The Toyota Innova Hycross measures 4,755mm in length and 1,850mm in width, both slightly larger than the Crysta, with a wheelbase that’s even 100mm longer. Speaking of big changes, the cabin has also changed significantly, which you will notice from the moment you get into the front seat. Gone is the dated feel and it seems like they want to cater to the segment with the same levels, replacing it with a cabin with all the technology we’ve come to expect. At the heart of it all, of course, is a new 10.1-inch infotainment system with wireless Android Auto and JBL Apple CarPlay and nine speakers (including a subwoofer) in three rows.
The driver’s seat is electrically operated and has a memory function, while the passenger seat is omitted. Both front seats are ventilated but have three-stage cooling. There’s also a wireless charging dock above the glove box and, of course, a huge dual-screen panoramic sunroof that stretches all the way to the second row. Last but not least, the quilted leather upholstery on the seats, matching trim on the dash and door panels, all add to the premium Toyota Innova Hycross experience.
In the second row, Toyota focuses most of its attention on the cabin, and this is understandable. The second row has two power captain’s seats separated by a folding table tray. The seat itself is reasonably comfortable, and with almost extreme recline and drop-down footrests, even my 6-foot frame can sleep comfortably in the back. The second row also has a dual-zone climate control system that allows passengers to set the desired temperature independently of the first row.
For the third row, Toyota has made smart use of the extra space, partly because the longer wheelbase makes the third row usable and can comfortably accommodate two adults. The seats also have individual reclining functions which make them very practical. However, you can fold the row down to lie flat and free up more than 900 liters of boot space, perfect for long holidays and house moves.
The Toyota Innova Hycross will offer two engine options, both based on a 2.0-litre petrol engine, one with a mild hybrid system and the other with a full hybrid based on Toyota’s fifth-generation THS (Toyota Hybrid System) powertrain. suitable for TNGA platform. Of course, we only got the full hybrid in the review, so this drivetrain section will focus primarily on that engine. It’s Toyota’s latest hybrid powertrain to be introduced globally, using a larger battery system that’s almost twice the size of the 1.3kWh Hyryder.
This means that the Innova can now drive nearly 4 kilometers in pure electric mode without even switching on the petrol engine. In fact, like the Hyryder, the Innova Hycross also prefers to use traditional electric motors as generators rather than wheel drive. The two engines combined to produce 186bhp and 205Nm of torque, which is to say the least. Toyota claims a 0-100 time of 9.5 seconds, which is great for a passenger car.
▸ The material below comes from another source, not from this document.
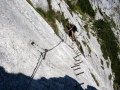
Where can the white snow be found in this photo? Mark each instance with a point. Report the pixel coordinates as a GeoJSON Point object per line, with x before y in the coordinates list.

The electric motor is mated to an e-CVT transmission that has a 6-speed sequential manual mode and even paddle shifters, which is a big plus for the Innova Hycross. In general, the gearbox reacts on its own, and the flexibility effect does not make its presence felt until you suddenly press the gas pedal. There’s also a comprehensive safety package that includes some key ADAS features, including adaptive cruise, automatic headlights with auto-dimming, lane-keeping assist and multiple blind-spot monitoring zones.